A process according to any one of claims 1 or 4, wherein the reaction according to step (i) is carried out at a temperature in the range from 40 C to 110 C.

Method according to one of claims 1 to 5, wherein in the reaction according to step

(ii) other components selected from the group consisting of polyols, blowing agents, water, chain extenders and / or crosslinking agents, catalysts, other auxiliaries and additives are used.

The process according to any one of claims 1 to 6, wherein the poly-e-caprolactone polyol is obtainable or obtained by reacting ε-caprolactone and a starter molecule selected from the group consisting of diols having a number average molecular weight in the range of 80 to 1,500 g / mol.

A process according to any one of claims 1 to 7, wherein the poly-e-caprolactone polyol is obtainable or obtained by reacting ε-caprolactone and a starter molecule selected from the group consisting of a-hydro-ω-hydroxypoly (oxytetramethylene) - diols, polyethylene glycols and polypropylene glycols.

A process according to any one of claims 1 to 8, wherein the polyol composition contains the α-hydroxy-oxyhydroxypoly (oxytetramethylene) polyol in an amount in the range of from 0.1 to 50% by weight, based on the polyol composition.

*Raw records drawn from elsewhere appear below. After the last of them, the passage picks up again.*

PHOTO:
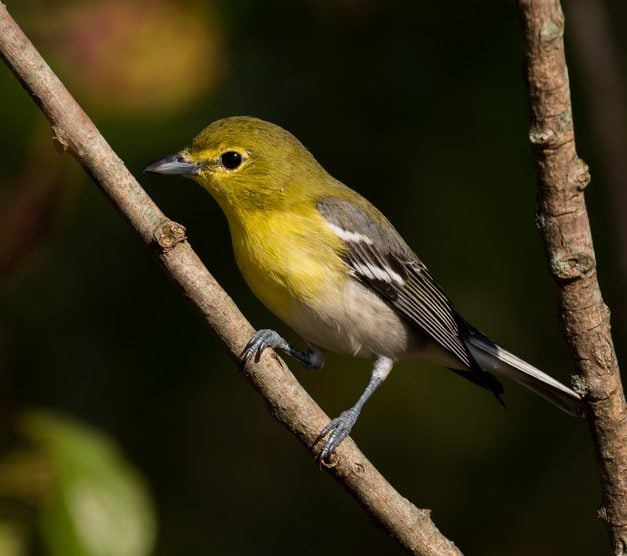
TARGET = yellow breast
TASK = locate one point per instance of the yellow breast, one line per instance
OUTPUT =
(288, 258)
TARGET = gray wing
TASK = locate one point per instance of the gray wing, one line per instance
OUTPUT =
(383, 262)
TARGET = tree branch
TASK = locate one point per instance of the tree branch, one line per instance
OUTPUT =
(563, 222)
(75, 133)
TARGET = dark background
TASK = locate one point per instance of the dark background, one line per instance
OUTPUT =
(419, 106)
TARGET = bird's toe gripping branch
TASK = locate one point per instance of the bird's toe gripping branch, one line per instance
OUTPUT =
(339, 428)
(313, 358)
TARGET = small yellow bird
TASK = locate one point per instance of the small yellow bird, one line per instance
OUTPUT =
(332, 267)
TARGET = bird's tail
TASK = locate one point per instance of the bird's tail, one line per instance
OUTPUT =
(493, 358)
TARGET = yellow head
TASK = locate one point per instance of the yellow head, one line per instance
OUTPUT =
(246, 164)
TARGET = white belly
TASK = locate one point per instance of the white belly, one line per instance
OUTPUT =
(353, 320)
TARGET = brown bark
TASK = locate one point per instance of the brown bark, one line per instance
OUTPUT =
(75, 133)
(563, 222)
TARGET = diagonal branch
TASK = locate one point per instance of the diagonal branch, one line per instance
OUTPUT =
(563, 222)
(75, 133)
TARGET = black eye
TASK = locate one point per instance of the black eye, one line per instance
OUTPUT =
(231, 160)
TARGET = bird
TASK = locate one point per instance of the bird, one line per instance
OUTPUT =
(332, 267)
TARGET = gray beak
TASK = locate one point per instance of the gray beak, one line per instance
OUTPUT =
(173, 164)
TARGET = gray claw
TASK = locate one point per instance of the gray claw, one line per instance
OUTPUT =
(261, 340)
(340, 428)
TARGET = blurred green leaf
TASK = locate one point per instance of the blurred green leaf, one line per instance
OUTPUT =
(98, 504)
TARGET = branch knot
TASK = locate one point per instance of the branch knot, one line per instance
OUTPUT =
(168, 234)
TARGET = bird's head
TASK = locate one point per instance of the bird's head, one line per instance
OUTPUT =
(244, 163)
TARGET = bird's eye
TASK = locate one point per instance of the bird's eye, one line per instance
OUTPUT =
(231, 160)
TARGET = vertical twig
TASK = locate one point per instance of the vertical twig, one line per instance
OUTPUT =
(563, 222)
(607, 97)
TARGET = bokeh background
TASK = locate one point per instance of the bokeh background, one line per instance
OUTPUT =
(126, 430)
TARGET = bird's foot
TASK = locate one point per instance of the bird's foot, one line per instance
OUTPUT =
(339, 428)
(263, 339)
(313, 358)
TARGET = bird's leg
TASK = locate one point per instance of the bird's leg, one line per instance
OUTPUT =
(340, 427)
(313, 358)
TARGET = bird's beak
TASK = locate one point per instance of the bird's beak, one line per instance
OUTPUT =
(174, 164)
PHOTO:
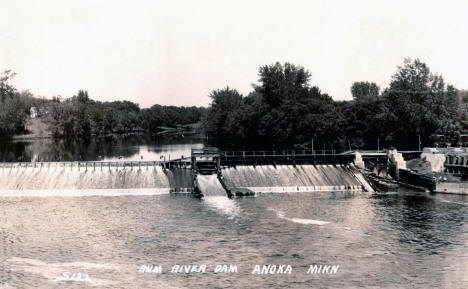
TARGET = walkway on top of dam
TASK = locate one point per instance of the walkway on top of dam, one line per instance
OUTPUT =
(227, 158)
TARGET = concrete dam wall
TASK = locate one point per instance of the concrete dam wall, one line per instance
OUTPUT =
(73, 179)
(288, 178)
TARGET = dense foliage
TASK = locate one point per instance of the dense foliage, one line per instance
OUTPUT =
(13, 112)
(82, 117)
(284, 111)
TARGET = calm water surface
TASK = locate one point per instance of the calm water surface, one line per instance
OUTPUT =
(108, 149)
(389, 241)
(379, 241)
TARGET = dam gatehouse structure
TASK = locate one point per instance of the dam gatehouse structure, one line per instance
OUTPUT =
(239, 173)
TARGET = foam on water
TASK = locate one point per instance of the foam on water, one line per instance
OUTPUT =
(287, 178)
(71, 178)
(281, 215)
(210, 185)
(224, 205)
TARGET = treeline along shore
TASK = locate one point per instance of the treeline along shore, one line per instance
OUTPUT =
(82, 117)
(283, 111)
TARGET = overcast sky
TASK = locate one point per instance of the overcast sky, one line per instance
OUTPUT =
(176, 52)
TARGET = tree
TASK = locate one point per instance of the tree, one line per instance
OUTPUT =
(421, 105)
(278, 82)
(13, 113)
(364, 90)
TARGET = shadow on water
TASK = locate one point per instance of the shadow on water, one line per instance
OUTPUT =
(429, 223)
(132, 147)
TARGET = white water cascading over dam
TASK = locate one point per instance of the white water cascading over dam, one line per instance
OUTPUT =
(288, 178)
(74, 179)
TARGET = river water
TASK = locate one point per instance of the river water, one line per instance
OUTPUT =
(400, 240)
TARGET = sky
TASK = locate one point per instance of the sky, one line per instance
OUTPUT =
(177, 52)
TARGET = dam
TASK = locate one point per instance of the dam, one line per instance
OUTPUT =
(206, 172)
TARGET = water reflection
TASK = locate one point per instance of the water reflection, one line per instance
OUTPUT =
(115, 148)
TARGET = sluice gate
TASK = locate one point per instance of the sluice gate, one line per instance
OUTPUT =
(239, 173)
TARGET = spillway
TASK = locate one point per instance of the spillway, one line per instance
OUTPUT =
(288, 178)
(210, 186)
(67, 177)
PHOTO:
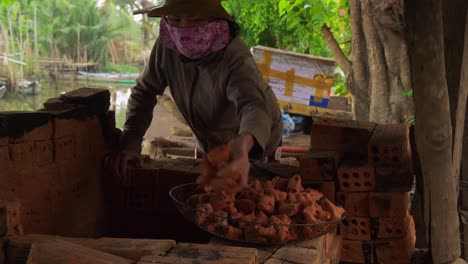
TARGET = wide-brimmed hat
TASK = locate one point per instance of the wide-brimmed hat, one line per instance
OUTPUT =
(202, 8)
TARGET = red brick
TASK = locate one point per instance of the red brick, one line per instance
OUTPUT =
(393, 227)
(348, 136)
(64, 149)
(63, 127)
(396, 251)
(357, 251)
(356, 177)
(389, 145)
(394, 178)
(319, 166)
(43, 152)
(329, 191)
(356, 204)
(5, 158)
(10, 219)
(389, 204)
(4, 141)
(22, 154)
(356, 228)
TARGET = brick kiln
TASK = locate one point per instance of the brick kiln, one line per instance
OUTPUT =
(52, 182)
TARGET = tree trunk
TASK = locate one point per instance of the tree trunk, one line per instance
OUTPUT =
(379, 74)
(433, 126)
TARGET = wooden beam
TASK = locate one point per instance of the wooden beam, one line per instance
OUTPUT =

10. The method according to any one of claims 1 to 9, wherein the polyisocyanate composition is an isocyanate selected from the group consisting of 1, 5-naphthylene diisocyanate (NDI), 4,4'-diphenylmethane diisocyanate (MDI), p-phenyl diisocyanate (PPDI) and o-Tolidinediisocyanate (TODI), or mixtures thereof.

1 1. The method according to any one of claims 1 to 10, wherein the Polyisocyanatzusammenset- tion 1, 5-naphthylene diisocyanate (NDI) in an amount ranging from 90 to 100 wt.% Based on the total Polyisocyanatzusammensetzung. 12. The method according to any one of claims 1 to 1 1, wherein the chain extender (KV) is selected from the group consisting of water, diols having a molecular weight in the range of 50 to 500 g / mol, triols having a molecular weight in the range of 50 to 500 g / mol, and diamines having a molecular weight in the range of 50 to 500 g / mol.

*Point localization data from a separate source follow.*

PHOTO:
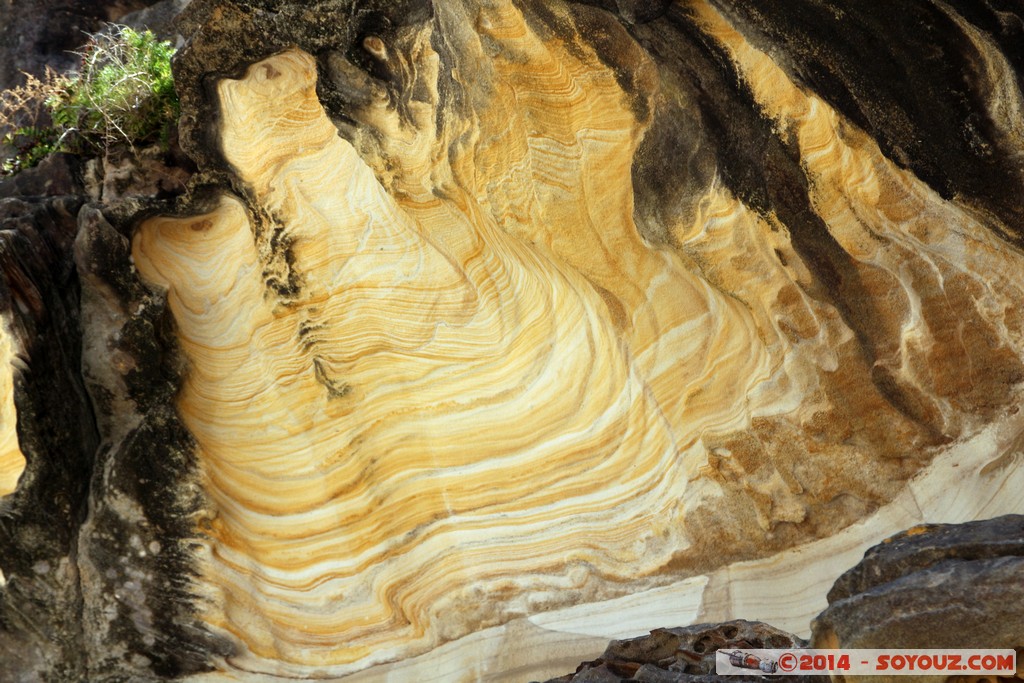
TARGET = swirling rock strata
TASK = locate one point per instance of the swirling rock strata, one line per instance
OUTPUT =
(495, 316)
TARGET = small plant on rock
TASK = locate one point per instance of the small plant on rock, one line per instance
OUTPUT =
(123, 93)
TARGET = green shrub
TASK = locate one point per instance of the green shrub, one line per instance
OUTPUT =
(123, 93)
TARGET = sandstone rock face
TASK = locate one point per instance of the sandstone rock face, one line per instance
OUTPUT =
(481, 322)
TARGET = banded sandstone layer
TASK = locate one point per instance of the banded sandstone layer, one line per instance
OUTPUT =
(485, 317)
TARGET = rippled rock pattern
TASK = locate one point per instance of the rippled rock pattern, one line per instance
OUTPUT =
(897, 595)
(482, 319)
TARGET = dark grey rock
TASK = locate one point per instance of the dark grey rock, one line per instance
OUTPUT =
(948, 586)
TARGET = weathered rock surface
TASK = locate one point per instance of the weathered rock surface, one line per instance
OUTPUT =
(489, 325)
(684, 654)
(936, 586)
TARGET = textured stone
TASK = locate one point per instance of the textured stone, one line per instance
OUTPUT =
(486, 331)
(684, 654)
(933, 587)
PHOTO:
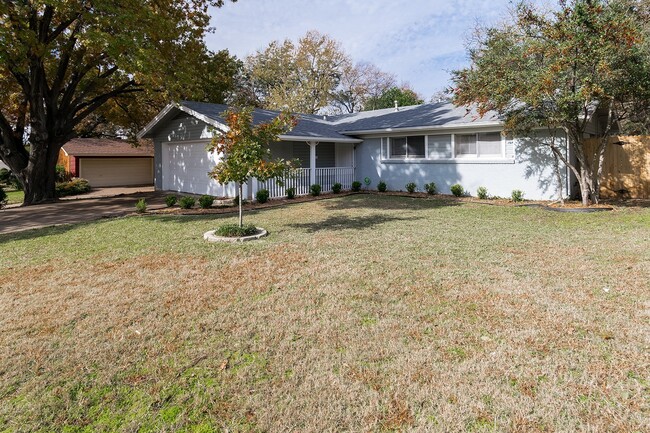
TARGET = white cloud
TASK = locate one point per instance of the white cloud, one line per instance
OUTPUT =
(417, 40)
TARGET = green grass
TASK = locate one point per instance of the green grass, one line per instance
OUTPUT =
(360, 313)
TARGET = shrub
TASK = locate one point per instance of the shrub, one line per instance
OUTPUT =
(205, 201)
(457, 190)
(171, 200)
(517, 195)
(74, 187)
(5, 175)
(141, 206)
(187, 202)
(262, 196)
(431, 188)
(62, 175)
(234, 231)
(3, 198)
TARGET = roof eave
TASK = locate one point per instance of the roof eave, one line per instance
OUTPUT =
(424, 128)
(319, 139)
(147, 131)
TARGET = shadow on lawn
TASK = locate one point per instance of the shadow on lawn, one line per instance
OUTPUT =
(338, 222)
(389, 202)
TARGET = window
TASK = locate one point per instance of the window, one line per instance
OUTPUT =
(489, 143)
(407, 147)
(439, 146)
(483, 144)
(466, 145)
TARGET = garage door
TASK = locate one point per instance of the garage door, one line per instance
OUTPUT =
(116, 171)
(187, 167)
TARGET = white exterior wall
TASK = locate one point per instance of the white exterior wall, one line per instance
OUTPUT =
(531, 170)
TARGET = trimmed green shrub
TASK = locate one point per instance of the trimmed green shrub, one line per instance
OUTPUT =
(62, 175)
(206, 201)
(3, 198)
(171, 200)
(187, 202)
(431, 188)
(234, 231)
(141, 206)
(517, 195)
(457, 190)
(74, 187)
(5, 175)
(262, 196)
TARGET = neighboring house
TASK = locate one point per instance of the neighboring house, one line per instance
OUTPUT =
(106, 162)
(436, 142)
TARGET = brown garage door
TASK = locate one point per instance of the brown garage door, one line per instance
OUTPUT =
(116, 171)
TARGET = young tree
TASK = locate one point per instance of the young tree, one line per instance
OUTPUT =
(63, 61)
(245, 150)
(360, 83)
(563, 69)
(299, 78)
(404, 96)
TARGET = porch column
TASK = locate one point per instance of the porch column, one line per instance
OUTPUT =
(312, 161)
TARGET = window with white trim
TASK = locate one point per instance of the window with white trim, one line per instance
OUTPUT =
(485, 145)
(482, 144)
(406, 147)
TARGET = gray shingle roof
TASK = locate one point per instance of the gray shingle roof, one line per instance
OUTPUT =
(346, 126)
(308, 126)
(415, 116)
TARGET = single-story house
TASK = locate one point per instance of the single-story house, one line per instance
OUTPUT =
(108, 162)
(436, 142)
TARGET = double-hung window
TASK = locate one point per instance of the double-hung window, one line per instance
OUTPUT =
(406, 147)
(483, 144)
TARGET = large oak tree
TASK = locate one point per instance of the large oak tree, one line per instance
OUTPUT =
(580, 65)
(68, 67)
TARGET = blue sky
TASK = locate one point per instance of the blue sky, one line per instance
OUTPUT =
(417, 40)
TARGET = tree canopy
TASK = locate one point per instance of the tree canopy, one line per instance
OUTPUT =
(69, 66)
(583, 67)
(403, 95)
(314, 74)
(245, 151)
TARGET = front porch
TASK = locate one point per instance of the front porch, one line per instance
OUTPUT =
(323, 163)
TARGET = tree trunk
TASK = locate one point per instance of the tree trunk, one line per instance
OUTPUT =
(241, 216)
(558, 178)
(39, 177)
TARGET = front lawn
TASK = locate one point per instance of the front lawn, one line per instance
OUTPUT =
(360, 313)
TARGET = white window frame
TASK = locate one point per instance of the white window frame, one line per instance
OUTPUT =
(386, 145)
(406, 156)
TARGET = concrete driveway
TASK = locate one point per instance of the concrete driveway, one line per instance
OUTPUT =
(17, 219)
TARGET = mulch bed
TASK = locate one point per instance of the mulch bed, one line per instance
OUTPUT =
(569, 206)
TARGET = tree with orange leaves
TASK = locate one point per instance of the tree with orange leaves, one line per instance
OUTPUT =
(245, 150)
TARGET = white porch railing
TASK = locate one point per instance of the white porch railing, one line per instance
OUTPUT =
(299, 180)
(326, 177)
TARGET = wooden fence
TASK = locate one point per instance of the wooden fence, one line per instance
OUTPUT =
(626, 170)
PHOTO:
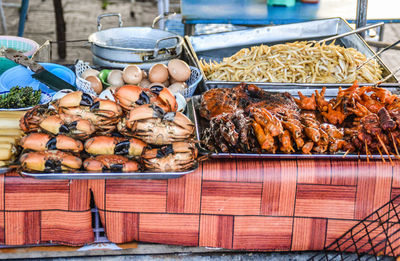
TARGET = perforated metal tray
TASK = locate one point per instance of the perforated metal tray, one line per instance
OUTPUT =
(107, 175)
(201, 124)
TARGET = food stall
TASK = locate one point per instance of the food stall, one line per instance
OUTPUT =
(271, 142)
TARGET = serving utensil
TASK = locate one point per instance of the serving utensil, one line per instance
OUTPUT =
(378, 53)
(360, 29)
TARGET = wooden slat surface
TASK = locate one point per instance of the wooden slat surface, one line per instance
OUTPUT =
(236, 204)
(256, 204)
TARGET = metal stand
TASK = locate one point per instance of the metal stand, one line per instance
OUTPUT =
(361, 17)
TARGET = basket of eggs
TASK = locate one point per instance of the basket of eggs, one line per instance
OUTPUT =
(177, 76)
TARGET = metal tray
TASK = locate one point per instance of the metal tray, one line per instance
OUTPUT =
(201, 123)
(220, 45)
(107, 175)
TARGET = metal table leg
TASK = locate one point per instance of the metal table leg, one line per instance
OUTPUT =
(361, 18)
(22, 17)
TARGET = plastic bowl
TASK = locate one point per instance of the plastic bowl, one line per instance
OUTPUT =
(44, 99)
(21, 76)
(25, 45)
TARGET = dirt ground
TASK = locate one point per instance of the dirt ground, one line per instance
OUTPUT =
(81, 20)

A process according to any one of claims 1 to 12, wherein the poly-e-caprolactone polyol and / or the α-hydroxy-oxyhydroxypoly (oxytetramethylene) polyol have a number average molecular weight in the range of 1500 to 2500 g / mol.

Polyurethane elastomer, obtainable or obtained by a process comprising at least steps (i) and (ii):

Reaction of at least one isocyanate composition (ZI) and a polyol composition (ZP) comprising a poly-e-caprolactone polyol and an o-hydro- (A) -hydroxypoly (oxytetramethylene) polyol to give a prepolymer containing isocyanate groups,

(ii) reacting the prepolymer obtained according to step (i) with at least one chain extender (KV). The polyurethane elastomer of claim 14, wherein the polyurethane elastomer is microcellular.

16. Polyurethane elastomer according to claim 14 or 15, wherein the polyurethane elastomer has a density in the range of 0.12 to 0.8 kg / m ³ according to DIN EN ISO 845.

17. Use of a polyurethane elastomer obtainable or obtained by a process according to any one of claims 1 to 13 or a polyurethane elastomer according to any one of claims 14 to 16 for the preparation of a shaped body. Use according to claim 17, wherein the shaped body is a damping element, shock absorber or bump stop or a part of a shoe or a shoe sole, for example an insole or midsole.